Well, don’t. It is the truth. Thanks for sharing this.
Just to ask…. who has paid for the clean up and repairs to damaged homes and communites after 3 major floods since 2004?? It better not be FEMA….. The reason for that statement is that FEMA has ordered many towns in the Midwest to be moved and/or bought out and the town demolished. With the claims that they flood too frequently. Well, guess what if it’s ok to remove two towns in Iowa that flooded two years ago, then it’s ok to remove towns elsewere. These two towns flooded in the Great Flood of ’93 and again in 2004/05, now they no longer exist.
Christine:
Residents have been able to apply to FEMA for aid. But in this instance entire communities have not been in the flood zone, only relatively small portions of them, so this apparently is not a case of FEMA being able to order them moved or bought out.

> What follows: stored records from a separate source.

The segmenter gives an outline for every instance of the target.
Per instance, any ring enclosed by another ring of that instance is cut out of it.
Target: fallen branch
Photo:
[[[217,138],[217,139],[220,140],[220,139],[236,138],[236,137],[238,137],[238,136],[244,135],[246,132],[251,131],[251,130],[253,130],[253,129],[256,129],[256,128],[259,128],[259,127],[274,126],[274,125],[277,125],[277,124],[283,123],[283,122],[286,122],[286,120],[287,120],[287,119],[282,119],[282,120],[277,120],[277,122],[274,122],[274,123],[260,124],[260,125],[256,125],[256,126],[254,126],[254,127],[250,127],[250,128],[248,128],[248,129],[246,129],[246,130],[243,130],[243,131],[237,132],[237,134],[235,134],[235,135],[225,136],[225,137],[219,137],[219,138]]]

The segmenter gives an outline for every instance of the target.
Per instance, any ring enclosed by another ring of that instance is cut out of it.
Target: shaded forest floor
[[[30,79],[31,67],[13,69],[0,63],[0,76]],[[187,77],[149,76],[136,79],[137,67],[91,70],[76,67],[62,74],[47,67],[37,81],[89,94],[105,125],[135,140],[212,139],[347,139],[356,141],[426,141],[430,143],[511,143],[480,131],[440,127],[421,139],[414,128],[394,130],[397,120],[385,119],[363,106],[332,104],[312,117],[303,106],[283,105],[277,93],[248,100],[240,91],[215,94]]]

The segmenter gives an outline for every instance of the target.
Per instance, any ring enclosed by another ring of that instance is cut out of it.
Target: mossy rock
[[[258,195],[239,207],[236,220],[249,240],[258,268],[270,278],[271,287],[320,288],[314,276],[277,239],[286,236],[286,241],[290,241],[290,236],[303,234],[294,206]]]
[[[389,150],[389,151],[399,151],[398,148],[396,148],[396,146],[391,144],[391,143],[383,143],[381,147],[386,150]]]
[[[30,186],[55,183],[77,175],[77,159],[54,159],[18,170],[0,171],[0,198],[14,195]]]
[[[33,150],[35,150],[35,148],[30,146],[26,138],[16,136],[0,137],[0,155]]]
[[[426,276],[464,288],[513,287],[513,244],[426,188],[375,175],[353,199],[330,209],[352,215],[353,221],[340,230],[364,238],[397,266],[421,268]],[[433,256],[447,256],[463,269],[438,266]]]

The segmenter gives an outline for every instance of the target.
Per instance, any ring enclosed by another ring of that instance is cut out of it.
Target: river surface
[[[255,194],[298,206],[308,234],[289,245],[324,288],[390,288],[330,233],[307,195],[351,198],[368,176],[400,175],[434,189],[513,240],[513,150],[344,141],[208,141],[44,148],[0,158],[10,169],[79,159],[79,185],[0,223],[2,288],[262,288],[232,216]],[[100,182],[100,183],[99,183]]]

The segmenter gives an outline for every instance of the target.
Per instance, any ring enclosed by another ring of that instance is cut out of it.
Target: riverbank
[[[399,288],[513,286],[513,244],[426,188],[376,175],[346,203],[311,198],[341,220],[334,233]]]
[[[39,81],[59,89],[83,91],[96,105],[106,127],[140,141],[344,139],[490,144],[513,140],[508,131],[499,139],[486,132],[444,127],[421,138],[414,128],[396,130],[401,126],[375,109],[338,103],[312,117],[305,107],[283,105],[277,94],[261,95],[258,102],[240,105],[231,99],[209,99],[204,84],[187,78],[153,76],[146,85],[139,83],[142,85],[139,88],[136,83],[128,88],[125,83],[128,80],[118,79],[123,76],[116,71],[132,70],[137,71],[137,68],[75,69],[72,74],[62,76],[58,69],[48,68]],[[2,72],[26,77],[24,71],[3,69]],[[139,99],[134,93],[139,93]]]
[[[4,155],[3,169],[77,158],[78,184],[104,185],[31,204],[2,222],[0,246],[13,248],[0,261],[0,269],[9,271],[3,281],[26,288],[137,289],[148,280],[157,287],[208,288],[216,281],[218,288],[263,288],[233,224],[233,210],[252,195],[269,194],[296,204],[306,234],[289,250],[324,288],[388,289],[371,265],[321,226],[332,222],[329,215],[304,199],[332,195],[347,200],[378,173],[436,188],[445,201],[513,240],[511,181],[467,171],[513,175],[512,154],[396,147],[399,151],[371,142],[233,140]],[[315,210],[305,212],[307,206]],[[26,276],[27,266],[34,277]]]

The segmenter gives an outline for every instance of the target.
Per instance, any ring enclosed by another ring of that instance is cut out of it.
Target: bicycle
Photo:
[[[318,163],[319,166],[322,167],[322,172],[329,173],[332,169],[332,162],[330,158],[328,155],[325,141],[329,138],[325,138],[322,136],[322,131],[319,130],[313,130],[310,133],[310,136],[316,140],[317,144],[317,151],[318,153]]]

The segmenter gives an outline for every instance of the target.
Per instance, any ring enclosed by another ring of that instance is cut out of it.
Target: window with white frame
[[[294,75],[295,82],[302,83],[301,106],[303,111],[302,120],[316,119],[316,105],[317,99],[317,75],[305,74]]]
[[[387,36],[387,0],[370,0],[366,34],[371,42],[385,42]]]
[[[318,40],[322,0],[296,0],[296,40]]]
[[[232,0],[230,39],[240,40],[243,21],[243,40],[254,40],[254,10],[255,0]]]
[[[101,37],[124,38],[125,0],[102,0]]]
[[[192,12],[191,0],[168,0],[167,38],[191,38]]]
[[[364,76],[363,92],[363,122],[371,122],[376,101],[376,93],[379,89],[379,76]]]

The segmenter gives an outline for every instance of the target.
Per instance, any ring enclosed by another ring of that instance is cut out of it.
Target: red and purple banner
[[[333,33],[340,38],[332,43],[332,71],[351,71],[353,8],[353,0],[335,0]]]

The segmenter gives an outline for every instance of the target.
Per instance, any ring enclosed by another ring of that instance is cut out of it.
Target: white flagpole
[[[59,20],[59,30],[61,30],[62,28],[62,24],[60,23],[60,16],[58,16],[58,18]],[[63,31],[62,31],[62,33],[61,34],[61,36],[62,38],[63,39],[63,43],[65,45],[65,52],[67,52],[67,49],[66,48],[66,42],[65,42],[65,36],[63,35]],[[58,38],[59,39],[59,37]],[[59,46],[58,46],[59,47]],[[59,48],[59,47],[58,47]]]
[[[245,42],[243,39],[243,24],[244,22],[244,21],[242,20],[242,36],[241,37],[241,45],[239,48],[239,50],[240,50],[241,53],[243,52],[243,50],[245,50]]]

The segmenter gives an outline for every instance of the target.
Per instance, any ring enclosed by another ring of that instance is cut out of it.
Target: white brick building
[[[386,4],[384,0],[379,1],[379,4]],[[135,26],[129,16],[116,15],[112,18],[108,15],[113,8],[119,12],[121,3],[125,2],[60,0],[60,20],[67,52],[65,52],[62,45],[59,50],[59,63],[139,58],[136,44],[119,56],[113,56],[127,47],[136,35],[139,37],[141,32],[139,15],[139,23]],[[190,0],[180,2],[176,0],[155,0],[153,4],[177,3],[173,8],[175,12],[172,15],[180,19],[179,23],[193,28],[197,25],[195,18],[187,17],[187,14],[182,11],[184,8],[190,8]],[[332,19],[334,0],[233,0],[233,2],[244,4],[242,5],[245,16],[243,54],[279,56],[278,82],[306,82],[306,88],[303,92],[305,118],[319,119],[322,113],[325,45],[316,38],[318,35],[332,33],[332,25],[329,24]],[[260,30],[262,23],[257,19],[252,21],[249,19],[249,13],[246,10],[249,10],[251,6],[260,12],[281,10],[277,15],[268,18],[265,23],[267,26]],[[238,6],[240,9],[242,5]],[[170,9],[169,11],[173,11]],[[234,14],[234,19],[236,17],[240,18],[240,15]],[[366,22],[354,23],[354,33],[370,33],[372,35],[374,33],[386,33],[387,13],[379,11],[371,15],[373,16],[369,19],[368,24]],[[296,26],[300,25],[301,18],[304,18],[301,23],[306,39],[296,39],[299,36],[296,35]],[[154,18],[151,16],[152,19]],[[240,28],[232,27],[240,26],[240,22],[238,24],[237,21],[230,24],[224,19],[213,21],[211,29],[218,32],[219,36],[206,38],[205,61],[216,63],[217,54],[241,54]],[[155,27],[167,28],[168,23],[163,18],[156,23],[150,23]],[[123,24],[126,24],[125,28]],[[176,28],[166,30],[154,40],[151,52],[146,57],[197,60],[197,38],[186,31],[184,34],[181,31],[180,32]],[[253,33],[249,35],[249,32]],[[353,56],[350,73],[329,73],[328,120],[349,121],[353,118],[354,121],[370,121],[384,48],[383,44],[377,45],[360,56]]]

Yeah, I have sympathy for people whose homes get flooded, but it only goes so far. Living near a river, like living near an ocean, carries inherent risks and I see no legitimate reason for the federal government to spend tax dollars to make every property near a river safe from flooding.
It was interesting reading about the history of this area because it reminded me a lot of western water law and dam controversies along the Colorado, Yampa, Green, and other western rivers. Thanks for the good article.
Entropy:
Thank you.
By my reckoning, the best book by far on Western water battles is “Cadillac Desert” by Marc Reisner. Having read it for my research into the Corps of Engineers and a companion agency, the federal Bureau of Land Management, I can heartily recommend it.
You assert “But (sic) very fact that the river is free-flowing — which is to say that it is not dammed at any point from its upstate New York headwaters until it empties into Delaware Bay — has caused substantial destruction in the residential communities along the river in the Poconos region of Pennsylvania after each of the three major floods since 2004.”
It is not the fact that the river is free-flowing which caused the destruction, but rather the fact that people built in the floodplain. Ultimately there is no way to keep a river out of its floodplain. If a dam fails, as sooner or later they all will, the destruction is far greater than that of a periodic flood.
The floodplain was created by the river as its own relief valve and it belongs to the river. It can not be safely occupied with permanent structures, certainly not structures which make human lives vulnerable. Dams are no guarantee against floods.